Como o Brasil pode superar o desafio logístico da dependência do transporte rodoviário para viabilizar o uso de matérias-primas alternativas de forma eficiente?
Julia Torracca e Lucas Rosse Caldas: Seria interessante o desenvolvimento de soluções locais e regionais, até porque o Brasil é um País amplo em termos de território. Também por conta disso, a distribuição de algumas matérias-primas alternativas é bastante diferente. Por exemplo, a cinza de casca de arroz tem sua predominância na região Sul, enquanto a cinza do caroço do açaí, na região Norte. Mas, para tudo isso dar certo, é preciso ter disponibilidade adequada desses resíduos e fazer bons estudos de viabilidades técnica e financeira. É muito comum um resíduo ser muito volumoso para o seu gerador e, por outro lado, ser gerado em uma quantidade muito pequena, que não justifica a mudança do processo de produção. Essas são questões-chave.
Sobre a descarbonização, por onde o Brasil deve começar: pela política industrial, pelos incentivos fiscais ou pela revisão normativa?

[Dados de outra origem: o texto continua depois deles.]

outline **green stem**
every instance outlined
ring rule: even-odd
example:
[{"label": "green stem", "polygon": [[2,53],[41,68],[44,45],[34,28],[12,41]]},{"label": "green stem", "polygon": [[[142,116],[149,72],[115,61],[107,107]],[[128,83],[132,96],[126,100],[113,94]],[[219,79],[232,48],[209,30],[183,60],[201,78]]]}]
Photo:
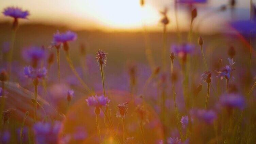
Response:
[{"label": "green stem", "polygon": [[35,123],[36,121],[36,109],[37,106],[37,85],[35,85],[35,111],[34,115],[34,123]]},{"label": "green stem", "polygon": [[125,118],[124,116],[123,118],[123,142],[125,143]]},{"label": "green stem", "polygon": [[10,79],[11,78],[11,69],[12,61],[13,55],[13,50],[14,47],[14,41],[15,41],[15,37],[16,36],[16,29],[12,30],[12,38],[11,41],[11,46],[10,47],[10,52],[9,54],[9,57],[8,58],[8,61],[9,62],[9,79]]},{"label": "green stem", "polygon": [[207,104],[208,102],[208,99],[209,98],[209,95],[210,95],[210,83],[207,83],[207,96],[206,97],[206,101],[205,102],[205,109],[206,109],[207,107]]},{"label": "green stem", "polygon": [[171,65],[171,75],[172,76],[172,89],[173,92],[173,100],[174,101],[174,107],[175,107],[175,121],[178,127],[178,129],[179,129],[179,132],[181,138],[181,139],[183,139],[183,135],[182,133],[182,131],[181,131],[181,128],[180,128],[180,126],[179,123],[178,118],[178,108],[177,108],[177,104],[176,104],[176,95],[175,93],[175,88],[174,88],[174,82],[173,80],[173,61],[172,60],[172,64]]},{"label": "green stem", "polygon": [[100,130],[99,129],[99,114],[96,115],[96,126],[97,127],[98,134],[99,138],[99,143],[101,143],[101,137],[100,136]]},{"label": "green stem", "polygon": [[85,89],[86,89],[87,91],[88,91],[91,94],[94,94],[94,93],[92,92],[89,87],[87,86],[87,85],[86,85],[84,82],[83,82],[83,80],[82,79],[82,78],[81,78],[81,77],[80,77],[80,76],[79,76],[79,74],[77,73],[76,70],[76,69],[74,67],[74,66],[73,65],[73,63],[71,61],[71,59],[70,59],[69,55],[68,54],[68,52],[66,52],[66,59],[67,59],[67,61],[68,63],[68,64],[69,64],[69,67],[70,67],[70,68],[71,69],[71,70],[73,72],[73,73],[77,77],[77,79],[79,81],[80,83],[82,84],[82,85],[83,85],[83,86],[85,88]]},{"label": "green stem", "polygon": [[23,128],[24,127],[24,126],[25,125],[25,122],[26,121],[26,119],[28,117],[28,116],[29,115],[29,111],[27,111],[25,114],[25,116],[24,117],[24,119],[23,119],[23,121],[22,123],[22,125],[21,125],[21,127],[20,128],[20,132],[19,133],[19,137],[20,138],[20,144],[22,144],[22,143],[23,143],[23,142],[22,142],[22,139],[23,139],[23,134],[22,134],[22,133],[23,132]]},{"label": "green stem", "polygon": [[60,49],[57,49],[57,61],[58,63],[58,80],[60,83]]},{"label": "green stem", "polygon": [[104,73],[103,72],[103,66],[102,64],[100,64],[100,74],[101,75],[102,86],[103,87],[103,92],[104,92],[104,96],[106,97],[106,93],[105,91],[105,85],[104,83]]}]

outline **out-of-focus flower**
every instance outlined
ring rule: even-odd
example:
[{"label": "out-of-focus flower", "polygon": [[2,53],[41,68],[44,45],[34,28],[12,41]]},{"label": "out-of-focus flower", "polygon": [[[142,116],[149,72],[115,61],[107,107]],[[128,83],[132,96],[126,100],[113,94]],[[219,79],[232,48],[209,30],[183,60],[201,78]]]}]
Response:
[{"label": "out-of-focus flower", "polygon": [[123,118],[127,114],[127,109],[128,103],[121,103],[117,105],[116,107],[118,111],[115,116],[117,117]]},{"label": "out-of-focus flower", "polygon": [[171,50],[173,51],[183,62],[185,62],[187,60],[187,55],[192,53],[194,48],[194,46],[192,44],[184,43],[182,45],[173,45]]},{"label": "out-of-focus flower", "polygon": [[232,76],[231,72],[235,70],[235,68],[234,68],[234,65],[235,62],[234,62],[233,59],[228,58],[228,59],[229,63],[229,65],[226,65],[221,71],[217,71],[217,73],[219,74],[218,77],[220,78],[221,79],[222,79],[224,77],[228,80],[230,78],[234,78]]},{"label": "out-of-focus flower", "polygon": [[230,23],[231,26],[238,32],[248,35],[255,33],[256,22],[250,20],[233,21]]},{"label": "out-of-focus flower", "polygon": [[45,57],[45,52],[42,48],[32,47],[23,51],[24,58],[29,61],[34,67],[37,66],[38,62]]},{"label": "out-of-focus flower", "polygon": [[220,98],[221,105],[228,108],[242,109],[245,106],[244,97],[239,94],[231,93],[223,95]]},{"label": "out-of-focus flower", "polygon": [[75,40],[77,37],[77,34],[73,32],[68,31],[65,33],[60,33],[57,32],[53,35],[53,43],[65,43],[68,41]]},{"label": "out-of-focus flower", "polygon": [[110,102],[108,97],[105,97],[104,95],[98,96],[97,95],[89,96],[85,101],[88,106],[95,107],[106,106]]},{"label": "out-of-focus flower", "polygon": [[189,117],[187,115],[183,116],[180,119],[180,122],[183,128],[186,128],[189,125]]},{"label": "out-of-focus flower", "polygon": [[3,119],[3,124],[4,124],[10,118],[11,115],[16,110],[16,109],[13,108],[9,108],[2,112]]},{"label": "out-of-focus flower", "polygon": [[27,17],[29,15],[28,11],[23,11],[21,8],[13,6],[5,8],[3,14],[5,16],[11,17],[15,19],[27,19]]},{"label": "out-of-focus flower", "polygon": [[217,118],[216,113],[212,110],[198,110],[196,113],[196,117],[205,123],[211,124]]},{"label": "out-of-focus flower", "polygon": [[99,50],[96,54],[96,60],[100,65],[106,65],[107,62],[107,53],[103,50]]},{"label": "out-of-focus flower", "polygon": [[211,73],[209,71],[206,71],[201,75],[201,81],[202,82],[206,82],[209,83],[211,83]]},{"label": "out-of-focus flower", "polygon": [[40,69],[34,69],[30,66],[24,68],[24,73],[25,75],[28,78],[33,79],[42,79],[46,75],[47,70],[45,67]]},{"label": "out-of-focus flower", "polygon": [[58,135],[61,128],[60,122],[55,121],[53,124],[39,122],[33,128],[36,143],[58,143]]},{"label": "out-of-focus flower", "polygon": [[72,98],[74,96],[74,91],[73,90],[68,90],[67,91],[67,99],[68,102],[70,102]]},{"label": "out-of-focus flower", "polygon": [[144,106],[139,105],[135,109],[135,112],[143,124],[149,122],[148,120],[149,112]]},{"label": "out-of-focus flower", "polygon": [[181,140],[179,138],[169,138],[167,140],[167,143],[168,144],[182,144]]}]

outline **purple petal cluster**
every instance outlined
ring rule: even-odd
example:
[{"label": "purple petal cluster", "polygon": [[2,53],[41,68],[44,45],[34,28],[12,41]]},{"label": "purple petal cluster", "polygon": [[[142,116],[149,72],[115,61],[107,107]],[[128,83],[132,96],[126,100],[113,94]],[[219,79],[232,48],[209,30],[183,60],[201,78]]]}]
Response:
[{"label": "purple petal cluster", "polygon": [[105,97],[104,95],[98,96],[97,95],[89,97],[85,100],[88,106],[99,107],[107,105],[110,102],[108,97]]},{"label": "purple petal cluster", "polygon": [[25,75],[28,78],[32,79],[41,79],[44,78],[47,73],[46,68],[34,69],[31,66],[26,67],[24,69]]},{"label": "purple petal cluster", "polygon": [[29,15],[28,11],[23,11],[19,7],[13,6],[5,8],[3,12],[3,14],[5,16],[13,17],[15,19],[27,19],[27,17]]},{"label": "purple petal cluster", "polygon": [[38,61],[45,57],[45,50],[42,48],[32,47],[23,51],[23,55],[25,59],[30,61]]},{"label": "purple petal cluster", "polygon": [[57,32],[57,33],[53,35],[53,42],[56,44],[74,41],[77,39],[77,34],[75,33],[70,31],[62,33],[60,33],[59,32]]},{"label": "purple petal cluster", "polygon": [[229,93],[224,94],[221,97],[221,104],[228,108],[238,108],[242,109],[245,103],[244,97],[239,94]]},{"label": "purple petal cluster", "polygon": [[216,113],[212,110],[198,110],[195,114],[199,120],[208,124],[212,123],[217,118]]},{"label": "purple petal cluster", "polygon": [[182,144],[181,140],[178,137],[169,138],[167,140],[167,143],[168,144]]},{"label": "purple petal cluster", "polygon": [[53,124],[39,122],[33,128],[37,143],[58,143],[58,135],[61,128],[60,122],[55,121]]},{"label": "purple petal cluster", "polygon": [[229,63],[229,65],[227,65],[221,70],[217,72],[217,73],[219,74],[218,77],[220,78],[221,79],[222,79],[223,78],[227,79],[229,79],[231,78],[234,78],[232,77],[231,72],[235,70],[233,66],[235,62],[234,62],[233,59],[228,58],[228,59]]}]

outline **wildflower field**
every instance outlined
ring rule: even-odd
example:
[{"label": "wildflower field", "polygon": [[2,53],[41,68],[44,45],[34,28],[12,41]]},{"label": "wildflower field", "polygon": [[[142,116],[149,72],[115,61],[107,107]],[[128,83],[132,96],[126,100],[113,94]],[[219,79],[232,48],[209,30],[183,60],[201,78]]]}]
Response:
[{"label": "wildflower field", "polygon": [[159,19],[116,31],[43,22],[32,1],[0,1],[0,143],[256,143],[254,1],[130,0],[117,21]]}]

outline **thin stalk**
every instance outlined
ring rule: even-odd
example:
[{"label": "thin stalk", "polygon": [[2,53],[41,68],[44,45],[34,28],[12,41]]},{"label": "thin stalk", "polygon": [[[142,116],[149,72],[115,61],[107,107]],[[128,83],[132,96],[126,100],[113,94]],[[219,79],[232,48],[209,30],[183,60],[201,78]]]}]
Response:
[{"label": "thin stalk", "polygon": [[207,96],[206,97],[206,101],[205,102],[205,109],[206,109],[207,107],[207,104],[208,102],[208,99],[209,98],[209,95],[210,95],[210,83],[207,83]]},{"label": "thin stalk", "polygon": [[163,27],[163,50],[162,53],[162,60],[163,63],[163,68],[165,71],[166,70],[166,42],[167,36],[166,33],[166,25],[164,24]]},{"label": "thin stalk", "polygon": [[23,139],[23,134],[22,134],[22,133],[23,132],[23,128],[24,127],[24,126],[25,125],[25,122],[26,121],[26,119],[27,119],[27,118],[28,117],[28,116],[29,115],[29,111],[27,111],[27,112],[25,113],[25,116],[24,116],[24,118],[23,119],[23,121],[22,123],[22,125],[21,125],[21,127],[20,128],[20,132],[19,133],[19,137],[20,138],[20,144],[22,144],[23,143],[22,142],[22,139]]},{"label": "thin stalk", "polygon": [[60,49],[57,49],[57,61],[58,63],[58,80],[60,83]]},{"label": "thin stalk", "polygon": [[249,91],[249,92],[248,92],[248,93],[247,94],[247,95],[249,95],[251,94],[251,93],[253,89],[254,88],[254,87],[255,86],[256,86],[256,81],[255,81],[254,82],[254,84],[253,84],[253,85],[252,87],[252,88],[251,89],[251,90],[250,90],[250,91]]},{"label": "thin stalk", "polygon": [[8,58],[8,61],[9,62],[9,79],[10,79],[11,78],[11,69],[12,61],[13,55],[13,50],[14,47],[14,41],[15,41],[15,37],[16,36],[16,30],[14,29],[12,30],[12,38],[11,39],[11,46],[10,47],[10,52],[9,54]]},{"label": "thin stalk", "polygon": [[172,60],[172,64],[171,67],[171,75],[172,76],[172,89],[173,96],[173,100],[174,101],[174,107],[175,107],[175,121],[178,126],[179,132],[181,139],[183,139],[183,136],[182,133],[182,131],[180,128],[180,126],[178,120],[178,108],[177,108],[177,104],[176,104],[176,96],[175,93],[174,88],[174,83],[173,80],[173,61]]},{"label": "thin stalk", "polygon": [[101,80],[102,81],[102,86],[103,87],[103,92],[104,96],[106,97],[106,93],[105,91],[105,85],[104,84],[104,73],[103,72],[103,66],[102,64],[100,64],[100,74],[101,75]]},{"label": "thin stalk", "polygon": [[92,92],[88,86],[87,86],[87,85],[86,85],[84,82],[83,82],[83,80],[82,79],[82,78],[81,78],[81,77],[80,77],[80,76],[79,76],[79,74],[77,73],[76,70],[76,69],[74,67],[73,63],[71,61],[71,59],[70,59],[70,57],[69,56],[69,55],[68,54],[68,52],[67,52],[66,53],[66,59],[67,59],[67,61],[69,64],[69,67],[70,67],[70,68],[71,69],[71,70],[73,72],[73,73],[77,77],[77,79],[79,81],[80,83],[82,84],[82,85],[83,85],[83,86],[85,88],[85,89],[86,89],[87,91],[88,91],[91,94],[94,94],[94,93]]},{"label": "thin stalk", "polygon": [[125,143],[125,118],[123,118],[123,143]]},{"label": "thin stalk", "polygon": [[146,140],[145,140],[145,136],[144,135],[144,130],[143,129],[142,122],[141,121],[140,122],[140,130],[141,133],[141,135],[142,136],[143,143],[144,143],[144,144],[146,144]]},{"label": "thin stalk", "polygon": [[35,111],[34,115],[34,123],[35,123],[36,121],[36,109],[37,106],[37,87],[38,86],[35,85]]},{"label": "thin stalk", "polygon": [[177,36],[178,36],[178,39],[179,42],[180,42],[180,33],[179,31],[179,28],[178,22],[178,11],[177,7],[177,0],[174,0],[174,15],[175,15],[175,19],[176,21],[176,27],[177,30]]},{"label": "thin stalk", "polygon": [[99,114],[96,115],[96,126],[97,127],[97,130],[98,131],[98,135],[99,138],[99,143],[101,143],[101,137],[100,136],[100,130],[99,129]]}]

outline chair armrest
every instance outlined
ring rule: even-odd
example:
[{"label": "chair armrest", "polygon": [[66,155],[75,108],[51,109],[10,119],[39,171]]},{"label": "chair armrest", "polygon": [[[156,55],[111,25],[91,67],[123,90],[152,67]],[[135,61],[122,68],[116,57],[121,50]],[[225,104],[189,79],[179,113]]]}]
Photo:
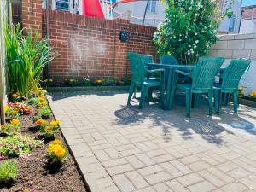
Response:
[{"label": "chair armrest", "polygon": [[163,69],[163,68],[148,69],[148,67],[147,67],[147,66],[144,67],[144,70],[145,70],[147,73],[164,72],[164,71],[165,71],[165,69]]},{"label": "chair armrest", "polygon": [[184,76],[191,77],[191,74],[190,74],[190,73],[185,73],[185,72],[177,70],[177,69],[175,70],[175,73],[178,73],[178,74],[184,75]]}]

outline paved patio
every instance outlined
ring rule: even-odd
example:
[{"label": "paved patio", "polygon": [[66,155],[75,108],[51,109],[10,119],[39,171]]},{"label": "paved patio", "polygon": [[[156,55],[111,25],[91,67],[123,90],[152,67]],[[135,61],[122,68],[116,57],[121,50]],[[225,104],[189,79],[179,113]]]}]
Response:
[{"label": "paved patio", "polygon": [[[92,192],[256,191],[256,110],[126,107],[127,94],[55,93],[49,101]],[[202,100],[201,102],[204,102]]]}]

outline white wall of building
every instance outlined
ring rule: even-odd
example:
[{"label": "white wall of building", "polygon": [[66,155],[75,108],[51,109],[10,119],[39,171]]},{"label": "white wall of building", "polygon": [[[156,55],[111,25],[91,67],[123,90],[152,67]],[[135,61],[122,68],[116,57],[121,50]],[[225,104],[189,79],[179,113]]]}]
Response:
[{"label": "white wall of building", "polygon": [[256,33],[256,19],[253,20],[244,20],[241,22],[240,33]]},{"label": "white wall of building", "polygon": [[[231,1],[231,0],[230,0],[230,1]],[[229,30],[231,19],[226,17],[219,24],[218,31],[221,32],[235,34],[235,33],[238,33],[238,32],[239,32],[240,20],[241,20],[241,3],[238,2],[237,0],[236,0],[233,3],[231,9],[232,9],[233,14],[236,16],[236,18],[235,20],[234,31],[230,32]],[[226,9],[226,7],[224,5],[223,12],[224,12],[225,9]]]}]

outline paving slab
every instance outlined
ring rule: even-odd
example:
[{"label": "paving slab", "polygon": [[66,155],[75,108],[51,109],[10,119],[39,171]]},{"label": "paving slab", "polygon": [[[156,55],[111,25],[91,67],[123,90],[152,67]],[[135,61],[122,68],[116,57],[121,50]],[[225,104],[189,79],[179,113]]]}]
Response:
[{"label": "paving slab", "polygon": [[91,192],[256,191],[256,110],[230,103],[185,117],[156,102],[138,109],[122,91],[49,93],[48,99]]}]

Julia Torracca e Lucas Rosse Caldas: As ações precisam ser sistêmicas. Ou seja, precisa haver a coordenação de diferentes agentes do sistema para que o desafio seja coberto na sua integralidade. O esforço de descarbonização da indústria e do segmento do cimento em específico, precisa ser entendido como parte integrante de uma política de Estado mesmo, com incentivos que possam atuar tanto pelo lado da demanda, quanto pelo lado da oferta. Se pensarmos em política industrial no sentido amplo, ela própria já abarcaria ou se integraria aos incentivos fiscais e às questões normativas. Uma dimensão não pode ser vista desassociada das outras, até porque os impactos não estão.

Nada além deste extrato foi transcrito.